Но если разрешат, то у меня не будет больше никаких отговорок, чтобы не отправлять его.

Я положила конверт на стол, за которым мы завтракали, чтобы у меня не было возможности «забыть» про него утром, а потом побежала наверх, зарылась лицом в подушку и провела остаток ночи в панике.

14

Я надеялась хорошенько выспаться в первый день рождественских каникул. В школу идти не нужно, а моя смена в книжном магазине начиналась во второй половине дня.

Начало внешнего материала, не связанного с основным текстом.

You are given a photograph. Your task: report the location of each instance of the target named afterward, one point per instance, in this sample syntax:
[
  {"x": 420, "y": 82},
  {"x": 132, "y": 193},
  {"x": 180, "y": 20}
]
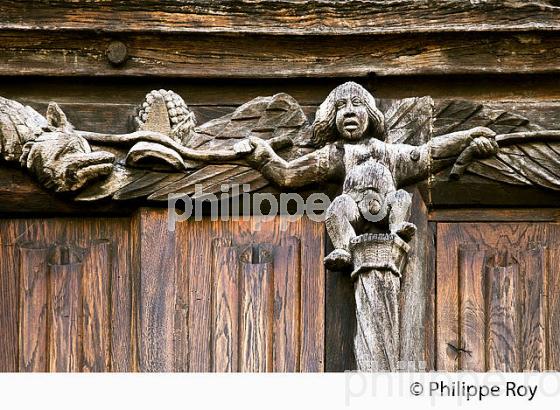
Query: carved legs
[{"x": 341, "y": 219}]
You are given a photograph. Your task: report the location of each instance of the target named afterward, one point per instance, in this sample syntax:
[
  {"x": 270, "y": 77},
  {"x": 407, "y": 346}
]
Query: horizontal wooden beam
[
  {"x": 281, "y": 17},
  {"x": 264, "y": 56}
]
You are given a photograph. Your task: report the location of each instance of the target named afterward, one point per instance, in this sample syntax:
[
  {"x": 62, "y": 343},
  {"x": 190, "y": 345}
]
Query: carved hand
[
  {"x": 261, "y": 152},
  {"x": 483, "y": 144}
]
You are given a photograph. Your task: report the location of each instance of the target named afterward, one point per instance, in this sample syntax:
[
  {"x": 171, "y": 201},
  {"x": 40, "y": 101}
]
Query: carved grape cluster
[{"x": 182, "y": 119}]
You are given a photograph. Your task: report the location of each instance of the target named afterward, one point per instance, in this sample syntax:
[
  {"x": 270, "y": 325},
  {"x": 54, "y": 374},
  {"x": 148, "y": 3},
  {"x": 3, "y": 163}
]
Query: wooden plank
[
  {"x": 412, "y": 298},
  {"x": 33, "y": 271},
  {"x": 256, "y": 309},
  {"x": 503, "y": 343},
  {"x": 64, "y": 53},
  {"x": 495, "y": 215},
  {"x": 225, "y": 312},
  {"x": 287, "y": 298},
  {"x": 9, "y": 296},
  {"x": 96, "y": 339},
  {"x": 430, "y": 294},
  {"x": 199, "y": 272},
  {"x": 552, "y": 293},
  {"x": 156, "y": 291},
  {"x": 532, "y": 318},
  {"x": 447, "y": 303},
  {"x": 312, "y": 325},
  {"x": 280, "y": 17},
  {"x": 472, "y": 308},
  {"x": 64, "y": 347}
]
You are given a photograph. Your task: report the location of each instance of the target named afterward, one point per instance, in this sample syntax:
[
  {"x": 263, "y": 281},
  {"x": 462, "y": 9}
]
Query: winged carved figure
[{"x": 270, "y": 140}]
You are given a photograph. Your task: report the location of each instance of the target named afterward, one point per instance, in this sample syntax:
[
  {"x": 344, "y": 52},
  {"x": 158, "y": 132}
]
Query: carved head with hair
[{"x": 350, "y": 112}]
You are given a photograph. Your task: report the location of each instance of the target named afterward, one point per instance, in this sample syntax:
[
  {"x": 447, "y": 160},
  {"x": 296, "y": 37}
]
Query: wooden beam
[
  {"x": 69, "y": 53},
  {"x": 294, "y": 17}
]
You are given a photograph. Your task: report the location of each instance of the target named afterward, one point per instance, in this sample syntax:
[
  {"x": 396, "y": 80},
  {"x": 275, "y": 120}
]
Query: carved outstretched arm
[
  {"x": 413, "y": 164},
  {"x": 317, "y": 166},
  {"x": 150, "y": 136}
]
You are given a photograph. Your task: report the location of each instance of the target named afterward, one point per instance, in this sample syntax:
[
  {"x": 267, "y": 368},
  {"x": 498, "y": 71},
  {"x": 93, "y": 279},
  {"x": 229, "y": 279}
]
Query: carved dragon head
[{"x": 348, "y": 112}]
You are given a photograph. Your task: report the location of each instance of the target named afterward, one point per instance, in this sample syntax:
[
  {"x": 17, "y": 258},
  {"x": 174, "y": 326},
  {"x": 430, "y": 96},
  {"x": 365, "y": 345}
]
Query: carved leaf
[{"x": 523, "y": 163}]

Однако у Эми были другие планы.

Дверь гостевой комнаты распахнулась в половине девятого утра:

– Они приехали пораньше! – завизжала она, метнувшись мимо моей кровати к окну, которое выходило на подъездную дорожку к дому семьи Раш.

– Мм, – застонала я, но заставила себя оторваться от подушки. Я давно не видела Эми такой взволнованной – во всяком случае, со дня злосчастного розыгрыша с флиртом, случившегося больше месяца назад. – Кто приехал пораньше?

– Уэсли и Бьянка! – Она подпрыгивала у окна, наблюдая за паркующимся автомобилем. Потом повернулась и бросилась к двери. – Пошли!

Я выдернула себя из постели и последовала за ней.

Мало что в жизни могло так оживить Эми. На самом деле только три вещи: щенки, Шекспир и Уэсли.

Едва я спустилась с лестницы, как распахнулась дверь и вместе с порывом холодного декабрьского ветра в прихожую ввалилась толпа Рашей (плюс один). Эми взвизгнула и бросилась на шею самому высокому Рашу, который ждал ее с распростертыми объятиями.

Оторвавшись от брата, Эми повернулась и проделала тот же номер с невысокой рыжеволосой девушкой, которая стояла рядом.

– Привет, Эми, – сказала Бьянка, неловко похлопывая ее по плечу. – Я тоже рада тебя видеть.

На первый взгляд, Бьянка не вписывалась в семейство Раш. Мало того что она была на полголовы ниже миссис Раш – самого невысокого члена семьи, она к тому же носила драные джинсы, футболки и выцветшие красные «конверсы», в то время как Раши предпочитали изысканную и дорогую одежду, которую мало кто в нашем городе мог себе позволить.

Одним словом, на первый взгляд Бьянка… больше походила на меня.

Но стоило внимательнее присмотреться к ней, к тому, как встречали ее в этом доме, как любовался ею Уэсли, и все становилось понятно. Бьянка отличалась умом и веселым нравом, и, судя по тому, что рассказывала мне Эми, она сыграла большую роль в воссоединении их семьи несколько лет назад, когда у них все разваливалось. И теперь она сама стала ее частью.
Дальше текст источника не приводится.